Dissertation : Un français, des français ? Quelle place pour les minorités linguistiques en France, dans l’espace francophone et sur la scène internationale ?. Recherche parmi 300 000+ dissertationsPar Livio Guillaume • 19 Octobre 2018 • Dissertation • 2 527 Mots (11 Pages) • 664 Vues
Livio Guillaume
Final Paper
French 320
December, 17th 2013
Un français, des français ?
Quelle place pour les minorités linguistiques en France, dans l’espace francophone et sur la scène internationale ?
D’expérience, en ayant été expatrié dans des régions comme le Japon et les Etats-Unis, qui peuvent sembler très éloignées – et ce aussi bien géographiquement que culturellement, j’ai cependant eu l’occasion de remarquer un point commun intéressant : l’attachement à une association de la langue française à une culture traditionnelle de la France, qui est bien souvent la première interface à laquelle les francophiles de ces régions sont confrontés, et qui d’ailleurs peut motiver leur démarche d’apprentissage de la langue.

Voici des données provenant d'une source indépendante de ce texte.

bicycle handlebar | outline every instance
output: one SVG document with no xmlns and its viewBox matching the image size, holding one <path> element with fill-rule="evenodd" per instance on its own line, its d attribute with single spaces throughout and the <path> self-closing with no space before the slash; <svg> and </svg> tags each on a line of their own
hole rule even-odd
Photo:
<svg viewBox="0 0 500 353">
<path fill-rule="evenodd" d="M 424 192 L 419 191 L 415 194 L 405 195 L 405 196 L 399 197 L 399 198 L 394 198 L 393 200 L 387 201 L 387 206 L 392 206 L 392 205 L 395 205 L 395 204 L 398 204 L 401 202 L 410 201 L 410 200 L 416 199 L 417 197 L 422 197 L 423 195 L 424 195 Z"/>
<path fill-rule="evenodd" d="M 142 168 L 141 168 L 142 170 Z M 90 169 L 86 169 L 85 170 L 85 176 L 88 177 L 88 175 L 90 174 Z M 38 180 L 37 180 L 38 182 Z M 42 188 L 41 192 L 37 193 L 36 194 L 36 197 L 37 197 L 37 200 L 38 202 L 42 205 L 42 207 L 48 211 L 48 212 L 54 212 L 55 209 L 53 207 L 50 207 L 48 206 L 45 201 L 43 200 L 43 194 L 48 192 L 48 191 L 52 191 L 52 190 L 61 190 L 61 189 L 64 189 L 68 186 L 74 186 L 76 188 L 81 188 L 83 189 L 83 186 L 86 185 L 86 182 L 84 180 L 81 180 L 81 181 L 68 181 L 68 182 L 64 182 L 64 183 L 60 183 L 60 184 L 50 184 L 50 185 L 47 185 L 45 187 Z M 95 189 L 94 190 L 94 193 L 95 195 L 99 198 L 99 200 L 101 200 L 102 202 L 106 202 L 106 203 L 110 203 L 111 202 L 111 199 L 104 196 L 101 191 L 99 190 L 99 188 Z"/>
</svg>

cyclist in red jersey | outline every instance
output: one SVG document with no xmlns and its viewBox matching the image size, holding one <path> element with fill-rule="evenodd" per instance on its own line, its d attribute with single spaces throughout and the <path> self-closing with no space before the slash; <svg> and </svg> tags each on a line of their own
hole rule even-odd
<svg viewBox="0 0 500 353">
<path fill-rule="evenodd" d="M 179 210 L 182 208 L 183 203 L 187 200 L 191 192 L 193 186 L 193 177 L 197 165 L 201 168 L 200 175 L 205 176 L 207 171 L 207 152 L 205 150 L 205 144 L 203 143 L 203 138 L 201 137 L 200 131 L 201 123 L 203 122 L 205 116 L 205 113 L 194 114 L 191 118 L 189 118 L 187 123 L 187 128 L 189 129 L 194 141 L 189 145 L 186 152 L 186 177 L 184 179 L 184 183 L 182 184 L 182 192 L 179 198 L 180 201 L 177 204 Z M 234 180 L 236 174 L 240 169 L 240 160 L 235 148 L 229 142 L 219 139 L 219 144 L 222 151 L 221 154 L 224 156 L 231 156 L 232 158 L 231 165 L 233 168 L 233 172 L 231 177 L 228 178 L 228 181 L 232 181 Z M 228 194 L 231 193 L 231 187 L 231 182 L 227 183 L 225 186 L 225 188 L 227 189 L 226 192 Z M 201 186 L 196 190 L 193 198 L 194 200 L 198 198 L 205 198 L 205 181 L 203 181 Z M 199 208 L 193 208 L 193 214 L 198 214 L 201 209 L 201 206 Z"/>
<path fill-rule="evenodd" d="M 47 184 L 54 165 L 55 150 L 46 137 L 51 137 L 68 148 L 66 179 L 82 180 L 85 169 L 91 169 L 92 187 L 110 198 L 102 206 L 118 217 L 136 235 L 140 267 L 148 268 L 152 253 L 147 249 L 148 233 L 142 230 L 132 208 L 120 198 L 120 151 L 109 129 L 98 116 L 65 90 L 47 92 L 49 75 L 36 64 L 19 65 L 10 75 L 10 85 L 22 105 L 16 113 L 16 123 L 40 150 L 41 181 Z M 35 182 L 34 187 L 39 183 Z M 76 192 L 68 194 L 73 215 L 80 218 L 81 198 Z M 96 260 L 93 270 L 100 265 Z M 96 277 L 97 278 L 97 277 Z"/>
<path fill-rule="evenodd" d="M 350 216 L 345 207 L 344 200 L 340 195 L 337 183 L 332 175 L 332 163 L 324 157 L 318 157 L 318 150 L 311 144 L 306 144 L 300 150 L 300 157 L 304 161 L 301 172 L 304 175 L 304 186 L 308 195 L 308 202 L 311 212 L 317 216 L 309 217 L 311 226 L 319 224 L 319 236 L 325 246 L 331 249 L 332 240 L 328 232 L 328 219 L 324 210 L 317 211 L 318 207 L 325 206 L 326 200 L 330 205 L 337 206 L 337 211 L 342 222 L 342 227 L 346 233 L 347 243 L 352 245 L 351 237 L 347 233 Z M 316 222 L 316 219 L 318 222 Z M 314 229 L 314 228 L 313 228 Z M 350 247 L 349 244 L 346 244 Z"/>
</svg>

Ainsi, le français est perçu comme une langue sophistiquée et élégante que ces charmeurs de Français utilisent pour séduire les jeunes et jolies demoiselles dans les cafés de Montmartre. Même sans entrer dans les clichés stéréotypés, demandez – à des Français ou non, de qui le français est la langue, on vous répondra invariablement « des Français », sous-entendu de France. Vous aurez peut-être même droit à des froncements de sourcils tant la question leur paraitrait idiote – et c’est bien normal, n’utilise-t-on pas le même mot pour désigner à la fois la langue et le peuple de France ?
Cependant cette évidence sémantique cache en réalité une complexité sociolinguistique et soulève les questions d’identité(s) linguistique(s) à l’échelle personnelle et du groupe, de rapport de force entre langues présentées comme « majoritaires » et « minoritaires » et toutes les conséquences sociales que cela implique, et plus généralement de glottopolitique : Est-on est Français parce que l’on parle français ? Est-ce que tous les Français parlent le français ? Il y a t-il un ou des français ?
Issu d’un intérêt personnel pour les questions de sociolinguistique, ce sujet m’a semblé approprié puisque les notions à la fois de francophonie, d’identité et des régionalismes ont été abordées au fil des cours ce semestre.
Sujet aussi pertinent vis-à-vis de l’histoire et de la culture française, de l’unification du pays sous le drapeau républicain et à l’apogée du rayonnement français jusqu’à la célébration de la diversité que nous connaissons aujourd’hui en passant bien sûr par la période de colonisation et ses conséquences sur le plan sociolinguistique, on pourra tenter de mieux comprendre ce qui a pu forger ces représentations de la France, des Français et du français.
On pourra par ailleurs aussi tracer des comparaisons avec la situation de l’anglais avec l’hégémonie américaine sur les plans géopolitiques économiques et culturels sur la scène internationale et dans l’ère de communication globalisée dans laquelle nous vivons aujourd’hui.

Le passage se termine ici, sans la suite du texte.